She was also in 'The Full Monty' and according to her niece (see above) is now living in Buxton and is involved with theatre groups there.

We always called her 'Deardrie' but her mother Josie always pronounced it 'Daredrie'.......

First published 10th July 2011
Re-formatted and re-published 30th May 2018


By Dave Roberts

The Orange Wonder. In the early 1970s that hardy perennial 'Local Government Re-organisation' was in the air again.

There was talk of a 'Super Council' incorporating the Mid-Cheshire towns and stretching all the way to Sale in what is now Greater Manchester, but, as we know, Middlewich eventually became incorporated into the 'District of Daneborough' which, by some municipal sleight-of-hand, was renamed the 'District of Congleton' at the last minute.

The old Middlewich UDC, in its final days, did something quite remarkable to its fleet of vehicles. The council's official livery had always been a rather dignified dark green but the council decided that, in the trendy 1970s, this was far too drab and, decided to go to the opposite extreme. 
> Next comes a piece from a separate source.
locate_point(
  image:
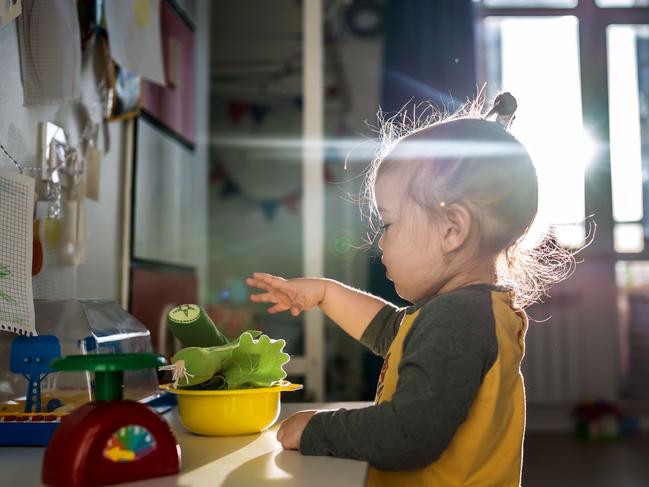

Everything was painted orange and blue, including this dustcart which the dustmen promptly dubbed 'The Orange Wonder'.
But it wasn't any old orange and blue, mind you. The official colours were 'tangerine and Delft blue'.

It had always been the custom to paint the town's lamp posts in council colours too but, thankfully, we were spared that. The 'Orange Wonder' is pictured here at its depot on the Civic Hall car park.

The buildings are still there and still, I think, in council use.

For many people the Orange Wonder will always be associated with its most celebrated driver, George 'Scampy' Robinson. 

George can be seen in our companion Diary entry:


This photo was first published on Facebook on 4th May 2011. The original feedback is below:

Dave Roberts If you're sharp-eyed and observant you'll notice that, even after all these years, and now that the Congleton Borough era has been and gone, traces of the old Middlewich UDC can still be found around the town. There's an MUDC sign in Chadwick Road and one at the entrance to Fountain Fields (although that one was, I think, put there by the CBC) and probably more. There are, too, many manhole and stop tap covers on our pavements with the council's name or initials on them. Of course, MUDC's main legacy is its successor, the Middlewich Town Council, which is one of the liveliest and most effective 'successor' parish councils in the country.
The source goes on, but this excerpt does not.